I enjoyed stumbling across this simple but striking artwork on display at the Pi Artworks gallery in 55 Eastcastle Street by Oxford Circus, London, back in July this year.
The gallery commissioned artist Parastou Forouhar to create a new version of her work, Written Room [1999 – ongoing] at the gallery.
Forouhar left her native Iran to study in Offenbach, Germany due to the withdrawal of freedoms she was subjected to after the Iranian revolution, and she has remained a vocal critic of the regime ever since.
Her work examines, “the power structures within certain authoritarian political systems, paying attention to how they block oppositional discourse from entering the public sphere.”
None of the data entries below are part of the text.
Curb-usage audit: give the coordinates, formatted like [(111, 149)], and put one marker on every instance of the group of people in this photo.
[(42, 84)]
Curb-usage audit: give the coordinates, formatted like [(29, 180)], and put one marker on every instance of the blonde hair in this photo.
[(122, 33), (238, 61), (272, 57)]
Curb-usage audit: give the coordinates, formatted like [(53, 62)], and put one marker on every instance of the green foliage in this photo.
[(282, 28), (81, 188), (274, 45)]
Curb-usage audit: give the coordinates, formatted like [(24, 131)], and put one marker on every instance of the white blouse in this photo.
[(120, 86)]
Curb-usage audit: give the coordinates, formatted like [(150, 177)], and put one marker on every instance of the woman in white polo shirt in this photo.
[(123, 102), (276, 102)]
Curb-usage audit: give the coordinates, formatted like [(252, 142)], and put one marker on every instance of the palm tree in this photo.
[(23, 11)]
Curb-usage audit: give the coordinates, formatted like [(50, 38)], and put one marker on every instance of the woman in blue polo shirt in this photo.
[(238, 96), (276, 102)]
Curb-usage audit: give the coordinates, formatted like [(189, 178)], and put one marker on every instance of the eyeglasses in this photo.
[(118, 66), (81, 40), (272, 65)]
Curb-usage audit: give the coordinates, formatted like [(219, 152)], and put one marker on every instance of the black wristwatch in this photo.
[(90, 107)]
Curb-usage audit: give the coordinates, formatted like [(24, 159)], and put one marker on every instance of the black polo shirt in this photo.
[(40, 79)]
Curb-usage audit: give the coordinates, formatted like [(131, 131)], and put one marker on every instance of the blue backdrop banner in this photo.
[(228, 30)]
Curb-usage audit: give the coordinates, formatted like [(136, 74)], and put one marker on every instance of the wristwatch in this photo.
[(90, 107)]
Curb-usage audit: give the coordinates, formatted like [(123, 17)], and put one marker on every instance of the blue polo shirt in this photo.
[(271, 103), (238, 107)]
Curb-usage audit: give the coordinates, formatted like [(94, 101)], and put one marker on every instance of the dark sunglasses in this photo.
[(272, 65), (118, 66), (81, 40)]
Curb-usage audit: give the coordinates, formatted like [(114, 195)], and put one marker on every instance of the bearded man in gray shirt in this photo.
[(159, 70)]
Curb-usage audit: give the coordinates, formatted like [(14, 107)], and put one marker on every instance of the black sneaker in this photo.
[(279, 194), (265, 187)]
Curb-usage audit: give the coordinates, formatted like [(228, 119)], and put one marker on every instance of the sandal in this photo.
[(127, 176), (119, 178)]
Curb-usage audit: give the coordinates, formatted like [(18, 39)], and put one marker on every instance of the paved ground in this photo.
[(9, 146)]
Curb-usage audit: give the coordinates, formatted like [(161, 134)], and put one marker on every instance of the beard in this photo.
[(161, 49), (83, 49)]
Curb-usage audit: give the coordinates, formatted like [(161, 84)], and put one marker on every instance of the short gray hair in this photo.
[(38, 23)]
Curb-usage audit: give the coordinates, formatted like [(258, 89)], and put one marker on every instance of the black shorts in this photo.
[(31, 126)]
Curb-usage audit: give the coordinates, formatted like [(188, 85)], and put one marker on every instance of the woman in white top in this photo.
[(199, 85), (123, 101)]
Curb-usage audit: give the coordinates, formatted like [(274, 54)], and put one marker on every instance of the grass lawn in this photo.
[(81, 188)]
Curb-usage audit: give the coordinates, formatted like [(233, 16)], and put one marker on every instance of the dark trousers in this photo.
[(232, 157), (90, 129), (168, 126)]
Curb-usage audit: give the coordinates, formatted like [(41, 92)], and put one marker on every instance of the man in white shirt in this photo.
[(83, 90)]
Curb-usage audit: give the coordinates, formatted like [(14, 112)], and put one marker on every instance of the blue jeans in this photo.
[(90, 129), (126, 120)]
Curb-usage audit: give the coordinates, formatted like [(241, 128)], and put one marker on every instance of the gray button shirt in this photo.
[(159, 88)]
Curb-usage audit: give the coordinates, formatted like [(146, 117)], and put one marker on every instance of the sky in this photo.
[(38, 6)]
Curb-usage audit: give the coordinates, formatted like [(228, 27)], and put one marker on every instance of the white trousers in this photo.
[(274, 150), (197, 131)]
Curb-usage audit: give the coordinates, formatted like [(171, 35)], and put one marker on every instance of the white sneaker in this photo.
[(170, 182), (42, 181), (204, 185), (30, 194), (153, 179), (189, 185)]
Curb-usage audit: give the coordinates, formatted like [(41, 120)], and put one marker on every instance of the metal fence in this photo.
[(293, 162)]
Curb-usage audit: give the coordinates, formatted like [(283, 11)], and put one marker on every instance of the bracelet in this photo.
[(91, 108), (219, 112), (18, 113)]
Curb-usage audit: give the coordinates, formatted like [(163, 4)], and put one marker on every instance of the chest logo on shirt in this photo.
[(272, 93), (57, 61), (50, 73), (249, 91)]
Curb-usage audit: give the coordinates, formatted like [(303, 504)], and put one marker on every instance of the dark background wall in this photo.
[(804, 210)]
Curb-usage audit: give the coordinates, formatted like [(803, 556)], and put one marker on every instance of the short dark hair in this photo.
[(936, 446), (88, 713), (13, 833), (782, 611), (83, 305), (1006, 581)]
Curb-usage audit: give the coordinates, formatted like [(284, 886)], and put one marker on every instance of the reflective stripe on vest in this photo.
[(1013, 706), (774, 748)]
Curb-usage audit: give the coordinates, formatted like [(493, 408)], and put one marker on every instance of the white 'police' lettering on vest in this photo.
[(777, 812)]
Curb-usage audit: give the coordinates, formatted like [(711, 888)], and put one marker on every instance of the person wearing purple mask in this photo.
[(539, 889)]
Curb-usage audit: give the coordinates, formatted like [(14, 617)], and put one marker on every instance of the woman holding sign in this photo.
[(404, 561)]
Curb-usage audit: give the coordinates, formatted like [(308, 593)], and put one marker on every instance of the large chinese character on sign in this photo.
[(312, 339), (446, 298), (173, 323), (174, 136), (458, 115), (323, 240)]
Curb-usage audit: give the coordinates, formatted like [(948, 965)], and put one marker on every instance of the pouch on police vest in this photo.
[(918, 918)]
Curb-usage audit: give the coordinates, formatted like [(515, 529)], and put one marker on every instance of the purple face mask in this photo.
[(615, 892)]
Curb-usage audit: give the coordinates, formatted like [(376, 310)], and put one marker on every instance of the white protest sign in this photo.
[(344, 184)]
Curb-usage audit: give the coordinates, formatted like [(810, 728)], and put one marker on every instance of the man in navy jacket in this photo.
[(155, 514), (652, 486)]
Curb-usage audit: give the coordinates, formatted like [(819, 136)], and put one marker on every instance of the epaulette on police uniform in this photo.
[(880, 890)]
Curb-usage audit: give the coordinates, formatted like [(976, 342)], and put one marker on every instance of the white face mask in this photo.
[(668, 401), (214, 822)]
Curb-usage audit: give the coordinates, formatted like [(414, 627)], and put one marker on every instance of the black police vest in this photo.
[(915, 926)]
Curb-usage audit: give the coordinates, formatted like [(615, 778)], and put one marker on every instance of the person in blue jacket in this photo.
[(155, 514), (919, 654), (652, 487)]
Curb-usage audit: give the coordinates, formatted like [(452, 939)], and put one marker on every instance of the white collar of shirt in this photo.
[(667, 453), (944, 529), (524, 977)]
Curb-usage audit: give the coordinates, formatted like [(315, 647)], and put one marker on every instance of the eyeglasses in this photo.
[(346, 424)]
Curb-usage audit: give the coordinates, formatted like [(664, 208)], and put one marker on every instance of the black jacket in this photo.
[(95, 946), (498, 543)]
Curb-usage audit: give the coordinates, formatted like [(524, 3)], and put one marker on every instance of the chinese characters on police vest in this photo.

The gallery explains the work:
Written Room is one such work that makes the Western gaze on the Oriental its central theme. Over the course of three days, the artist will ink the gallery’s white walls and floor with what appears to be sprawling Persian script. The disjointed text meanders around the space’s uneven surfaces with no stable vertical or horizontal axis. Its legibility is further undermined by a collection of Ping-Pong balls, also inscribed with Persian script, that have been released onto the floor.
Written Room mirrors the look of Persian script, yet it is almost as incomprehensible to those who can read the language as those who can’t. By defying visitors’ attempts to assign it meaning, the script remains locked into its irreducible pictorial graphicness in which meaning cannot be grasped.